The anti-poaching unit included Forest Rangers, township police, and members of the Thaephyu Sentry Police and Thaephyu People’s Militia, according to the Ministry of Information.
During a routine patrol, the team discovered an elephant carcass that had been stripped of its skin, tusks, and tail. Later that evening, they encountered three men in the surrounding forest who were curing elephant skin.
As the team approached, at least one of the suspected poachers aimed a gun at the law enforcement officers. Lance Corporal Maw Maw, a Forest Ranger, shot at the suspect, hitting 55-year-old Cho Tin on his right thigh.
Police Captain Myo Lwin, who led the anti-poaching unit, told Eleven: “We’ve heard about elephant poachers in this area. After spotting a slaughtered elephant, we continued looking for suspects and found them in the middle of the forest. One suspect was aiming his gun at us, so we had to shoot him. The wound was not critical.”
Two handmade firearms, four elephant tusks, chunks of elephant hide and flesh, a box of gunpowder, a three-inch steel arrowhead, two 15-inch knives, an elephant’s tail, and an NRC card belonging to a man named “Salai Aung Nay Oo” were recovered from the scene.
Soe Tint, head of the Thabaung Township forestry department, said: “The dead elephant we found was huge. So I assume the poachers are working in large numbers.”

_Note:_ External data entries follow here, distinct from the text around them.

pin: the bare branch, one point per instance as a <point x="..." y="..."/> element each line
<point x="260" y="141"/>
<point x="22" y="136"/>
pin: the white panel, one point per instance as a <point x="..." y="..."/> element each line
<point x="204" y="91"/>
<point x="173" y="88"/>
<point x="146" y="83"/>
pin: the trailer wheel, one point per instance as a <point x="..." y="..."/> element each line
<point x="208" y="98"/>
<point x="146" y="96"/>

Cho Tin will face charges for illegal hunting and arms possession. The anti-poaching unit is now on the hunt for the other two suspects, and parallel anti-poaching operations are being carried out throughout Ayeyawady Region.

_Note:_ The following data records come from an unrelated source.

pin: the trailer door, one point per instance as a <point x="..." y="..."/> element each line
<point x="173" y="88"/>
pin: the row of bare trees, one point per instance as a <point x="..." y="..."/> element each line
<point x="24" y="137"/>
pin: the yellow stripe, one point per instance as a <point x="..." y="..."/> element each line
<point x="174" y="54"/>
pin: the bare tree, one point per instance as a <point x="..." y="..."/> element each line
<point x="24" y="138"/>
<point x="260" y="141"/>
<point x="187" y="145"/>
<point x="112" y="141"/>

In addition to being hunted for their ivory, Myanmar’s wild elephants have been targeted for their skin, which is sold as a traditional medicine, most infamously at the base of the Kyaiktiyio Pagoda in Mon State.
Elephant skin can sell for up to K5,000 (US$3.65) per square inch.
Myanmar’s wild elephant population is thought to have almost halved over the past decade to between 2,000 and 3,000, though some estimates put the number far lower.
At least 30 wild elephants have been killed in Myanmar this year alone.
In a press release issued in commemoration of World Elephant Day on August 12, Fauna and Flora International field coordinator Nay Myo Shwe said: “Poachers kill female and baby elephants for their skin. Myanmar’s elephants face extinction if it continues.”